Hindsight is 20/20 at best (more generally it can be characterized as tendentiously myopic), so one could, in a spirit of generosity, chalk the initial failures up to simply being unprepared for the unexpected. That does not account for the failure to protect the building (and its monuments) in the ensuing weeks from freshly spray-painted vulgarities and other new damage, or for failing to even begin to clean up and repair the damage and reclaim the state’s Capitol, one of the most beautiful and important pieces of architecture in the state, from the ravages of an anarchic miscreant throng.

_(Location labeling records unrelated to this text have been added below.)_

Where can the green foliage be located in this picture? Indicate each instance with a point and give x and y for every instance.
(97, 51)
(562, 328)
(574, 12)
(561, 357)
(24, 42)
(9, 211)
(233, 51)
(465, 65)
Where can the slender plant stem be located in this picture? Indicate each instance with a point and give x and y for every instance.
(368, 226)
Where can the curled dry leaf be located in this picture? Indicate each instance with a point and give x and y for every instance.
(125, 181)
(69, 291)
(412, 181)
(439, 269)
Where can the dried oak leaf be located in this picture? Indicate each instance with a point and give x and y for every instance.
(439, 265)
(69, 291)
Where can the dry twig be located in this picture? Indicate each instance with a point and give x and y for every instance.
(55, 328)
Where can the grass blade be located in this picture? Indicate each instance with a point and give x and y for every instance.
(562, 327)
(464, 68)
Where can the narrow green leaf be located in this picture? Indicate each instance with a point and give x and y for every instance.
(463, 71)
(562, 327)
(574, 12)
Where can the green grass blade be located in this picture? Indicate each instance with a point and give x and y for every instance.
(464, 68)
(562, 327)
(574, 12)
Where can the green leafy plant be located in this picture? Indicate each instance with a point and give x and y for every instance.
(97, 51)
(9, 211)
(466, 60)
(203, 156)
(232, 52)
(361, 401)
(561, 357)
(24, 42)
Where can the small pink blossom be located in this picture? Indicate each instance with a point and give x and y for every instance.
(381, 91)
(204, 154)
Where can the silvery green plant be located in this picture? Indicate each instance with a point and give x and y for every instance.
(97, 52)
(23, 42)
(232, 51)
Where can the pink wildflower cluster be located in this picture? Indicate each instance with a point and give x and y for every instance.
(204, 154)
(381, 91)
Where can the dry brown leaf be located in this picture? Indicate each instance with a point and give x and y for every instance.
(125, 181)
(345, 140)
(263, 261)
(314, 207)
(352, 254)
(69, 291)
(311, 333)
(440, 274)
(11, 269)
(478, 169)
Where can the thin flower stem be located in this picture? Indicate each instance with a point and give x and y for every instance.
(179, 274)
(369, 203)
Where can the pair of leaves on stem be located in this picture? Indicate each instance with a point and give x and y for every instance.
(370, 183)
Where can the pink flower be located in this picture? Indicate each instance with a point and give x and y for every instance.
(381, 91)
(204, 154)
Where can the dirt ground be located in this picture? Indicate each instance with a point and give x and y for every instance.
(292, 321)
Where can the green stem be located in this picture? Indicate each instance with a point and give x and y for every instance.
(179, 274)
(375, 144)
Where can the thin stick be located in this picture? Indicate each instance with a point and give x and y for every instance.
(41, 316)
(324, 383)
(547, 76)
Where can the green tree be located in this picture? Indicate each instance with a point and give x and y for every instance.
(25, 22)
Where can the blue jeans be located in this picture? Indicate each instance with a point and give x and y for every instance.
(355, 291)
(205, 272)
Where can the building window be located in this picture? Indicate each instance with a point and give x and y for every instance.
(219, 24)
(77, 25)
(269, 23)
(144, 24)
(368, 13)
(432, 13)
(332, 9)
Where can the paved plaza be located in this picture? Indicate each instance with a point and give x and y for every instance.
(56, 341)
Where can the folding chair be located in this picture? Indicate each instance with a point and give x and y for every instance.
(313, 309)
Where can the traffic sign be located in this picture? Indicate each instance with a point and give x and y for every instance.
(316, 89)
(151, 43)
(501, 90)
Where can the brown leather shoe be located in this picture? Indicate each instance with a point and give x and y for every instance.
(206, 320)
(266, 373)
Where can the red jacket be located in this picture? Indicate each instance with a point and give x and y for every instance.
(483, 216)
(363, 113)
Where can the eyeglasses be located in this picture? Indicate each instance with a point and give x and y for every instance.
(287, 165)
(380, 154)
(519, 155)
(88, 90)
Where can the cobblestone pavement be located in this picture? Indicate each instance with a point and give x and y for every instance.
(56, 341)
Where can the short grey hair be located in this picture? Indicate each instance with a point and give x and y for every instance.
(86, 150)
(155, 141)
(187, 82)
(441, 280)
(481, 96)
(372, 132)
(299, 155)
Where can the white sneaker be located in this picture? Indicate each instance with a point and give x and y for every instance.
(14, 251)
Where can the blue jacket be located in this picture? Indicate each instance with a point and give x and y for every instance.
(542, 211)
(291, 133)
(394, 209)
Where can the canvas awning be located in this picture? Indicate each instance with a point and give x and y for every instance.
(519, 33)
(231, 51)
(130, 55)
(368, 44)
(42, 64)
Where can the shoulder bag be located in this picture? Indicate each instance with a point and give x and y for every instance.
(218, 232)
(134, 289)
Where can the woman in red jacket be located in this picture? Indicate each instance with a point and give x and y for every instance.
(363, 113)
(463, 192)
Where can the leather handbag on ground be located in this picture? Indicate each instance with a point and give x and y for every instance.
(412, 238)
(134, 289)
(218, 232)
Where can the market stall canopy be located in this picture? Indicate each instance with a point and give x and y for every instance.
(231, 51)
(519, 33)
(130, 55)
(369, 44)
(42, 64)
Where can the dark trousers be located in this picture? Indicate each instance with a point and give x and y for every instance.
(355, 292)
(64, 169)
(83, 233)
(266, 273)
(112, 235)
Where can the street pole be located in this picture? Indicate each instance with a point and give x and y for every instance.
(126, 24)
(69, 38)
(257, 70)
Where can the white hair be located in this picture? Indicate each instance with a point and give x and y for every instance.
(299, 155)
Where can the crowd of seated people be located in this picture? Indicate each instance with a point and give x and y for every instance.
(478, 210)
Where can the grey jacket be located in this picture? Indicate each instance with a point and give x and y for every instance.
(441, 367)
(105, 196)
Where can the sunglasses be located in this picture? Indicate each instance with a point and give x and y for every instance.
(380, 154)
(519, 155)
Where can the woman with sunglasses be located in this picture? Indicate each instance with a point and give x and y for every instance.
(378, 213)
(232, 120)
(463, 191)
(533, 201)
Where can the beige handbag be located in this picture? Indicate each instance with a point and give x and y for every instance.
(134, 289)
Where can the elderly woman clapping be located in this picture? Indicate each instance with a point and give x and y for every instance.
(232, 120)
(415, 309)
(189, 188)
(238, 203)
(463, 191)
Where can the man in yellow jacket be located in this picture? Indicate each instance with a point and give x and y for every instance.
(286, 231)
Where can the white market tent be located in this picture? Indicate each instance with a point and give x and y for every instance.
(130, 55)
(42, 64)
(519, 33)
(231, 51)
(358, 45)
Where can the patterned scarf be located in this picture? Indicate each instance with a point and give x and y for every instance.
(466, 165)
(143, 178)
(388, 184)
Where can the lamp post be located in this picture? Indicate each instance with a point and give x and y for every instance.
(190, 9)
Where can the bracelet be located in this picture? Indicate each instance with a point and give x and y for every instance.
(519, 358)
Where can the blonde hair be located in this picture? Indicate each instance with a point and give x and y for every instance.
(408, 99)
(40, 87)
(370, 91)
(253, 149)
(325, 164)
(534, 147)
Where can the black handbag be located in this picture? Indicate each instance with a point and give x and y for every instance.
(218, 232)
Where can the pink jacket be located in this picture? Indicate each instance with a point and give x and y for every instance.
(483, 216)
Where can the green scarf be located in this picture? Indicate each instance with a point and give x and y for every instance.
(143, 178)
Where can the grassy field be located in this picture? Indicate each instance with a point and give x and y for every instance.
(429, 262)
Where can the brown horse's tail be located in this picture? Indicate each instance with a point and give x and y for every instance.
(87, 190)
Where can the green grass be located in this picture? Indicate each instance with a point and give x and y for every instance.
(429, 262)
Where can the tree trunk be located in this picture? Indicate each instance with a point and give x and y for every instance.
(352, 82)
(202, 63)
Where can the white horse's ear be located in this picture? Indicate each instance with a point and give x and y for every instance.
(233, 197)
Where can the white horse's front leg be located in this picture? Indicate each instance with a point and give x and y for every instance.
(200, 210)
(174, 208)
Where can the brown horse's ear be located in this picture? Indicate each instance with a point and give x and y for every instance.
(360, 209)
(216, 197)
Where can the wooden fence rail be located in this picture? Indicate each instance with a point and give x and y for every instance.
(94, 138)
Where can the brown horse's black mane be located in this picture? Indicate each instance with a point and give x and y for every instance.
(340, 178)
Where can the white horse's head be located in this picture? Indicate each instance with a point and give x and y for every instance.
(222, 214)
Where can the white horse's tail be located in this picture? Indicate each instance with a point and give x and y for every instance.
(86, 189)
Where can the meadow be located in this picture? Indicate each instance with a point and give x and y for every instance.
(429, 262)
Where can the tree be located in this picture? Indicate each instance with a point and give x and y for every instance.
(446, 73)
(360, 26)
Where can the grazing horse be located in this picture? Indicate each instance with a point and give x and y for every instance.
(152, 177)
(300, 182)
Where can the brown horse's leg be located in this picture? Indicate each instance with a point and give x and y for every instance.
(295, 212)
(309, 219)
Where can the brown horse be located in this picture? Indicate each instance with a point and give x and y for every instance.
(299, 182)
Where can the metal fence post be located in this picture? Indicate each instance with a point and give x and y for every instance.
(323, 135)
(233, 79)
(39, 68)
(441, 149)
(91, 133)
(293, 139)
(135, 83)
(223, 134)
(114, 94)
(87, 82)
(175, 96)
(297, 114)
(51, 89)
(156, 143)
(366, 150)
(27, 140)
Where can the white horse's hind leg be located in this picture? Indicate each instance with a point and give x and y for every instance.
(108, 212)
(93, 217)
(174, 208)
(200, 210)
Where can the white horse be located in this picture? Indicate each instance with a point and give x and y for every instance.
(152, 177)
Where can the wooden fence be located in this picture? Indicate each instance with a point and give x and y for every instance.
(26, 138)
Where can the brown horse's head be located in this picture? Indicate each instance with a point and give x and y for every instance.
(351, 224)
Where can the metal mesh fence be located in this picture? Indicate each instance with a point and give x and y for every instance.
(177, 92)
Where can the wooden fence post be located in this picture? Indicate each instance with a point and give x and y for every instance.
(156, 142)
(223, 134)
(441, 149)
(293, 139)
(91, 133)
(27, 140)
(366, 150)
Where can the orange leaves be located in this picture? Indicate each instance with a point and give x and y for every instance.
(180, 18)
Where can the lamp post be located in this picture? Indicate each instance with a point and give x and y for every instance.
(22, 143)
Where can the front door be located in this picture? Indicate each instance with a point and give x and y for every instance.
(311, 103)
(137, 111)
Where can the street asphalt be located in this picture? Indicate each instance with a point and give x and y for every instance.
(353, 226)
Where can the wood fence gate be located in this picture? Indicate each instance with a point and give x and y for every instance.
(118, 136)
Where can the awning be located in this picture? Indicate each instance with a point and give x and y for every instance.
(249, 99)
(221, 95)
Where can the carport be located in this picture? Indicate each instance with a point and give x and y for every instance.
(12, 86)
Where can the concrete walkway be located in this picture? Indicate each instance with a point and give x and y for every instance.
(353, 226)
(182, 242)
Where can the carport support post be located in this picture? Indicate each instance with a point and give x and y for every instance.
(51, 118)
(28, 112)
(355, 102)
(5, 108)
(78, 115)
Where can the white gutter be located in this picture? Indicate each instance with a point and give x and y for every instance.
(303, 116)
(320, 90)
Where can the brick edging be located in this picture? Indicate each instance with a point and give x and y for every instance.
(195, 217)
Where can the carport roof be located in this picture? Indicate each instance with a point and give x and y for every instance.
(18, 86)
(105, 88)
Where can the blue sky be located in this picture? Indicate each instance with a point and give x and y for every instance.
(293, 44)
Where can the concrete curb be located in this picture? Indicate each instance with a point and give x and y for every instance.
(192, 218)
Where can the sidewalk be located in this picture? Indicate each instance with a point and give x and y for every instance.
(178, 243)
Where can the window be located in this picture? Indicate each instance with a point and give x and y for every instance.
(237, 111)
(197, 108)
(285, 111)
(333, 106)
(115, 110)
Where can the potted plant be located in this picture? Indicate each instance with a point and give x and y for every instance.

Almost no one, it seems, is being held accountable. To my knowledge, not one arrest has been made in connection with any of the vandalism, destruction of public and private property, or other acts of violence committed, save the apprehension of three suspects in a small fire set where a statue previously had been toppled. In fact, no arrest has been made even in connection to the gunshots fired at and into the Capitol Building (lest anyone forget, at least nine shots were fired on the first day of the unrest – possibly even at two state legislators, ironically on hand giving hortatory speeches to the protesters.) And let us not forget that something on the order of 75 police officers were injured, some severely, over the course of several days of trying to restore order. I have yet to hear of any prosecutions initiated in response to those assaults.

And yet, there are at least three lawsuits in the works against the DPD for using – get this – too MUCH force in response to the street warfare. The mind reels as the heart despairs for what is happening to civil society, manifested visibly in the lingering desecration which continues to stain the State Capitol.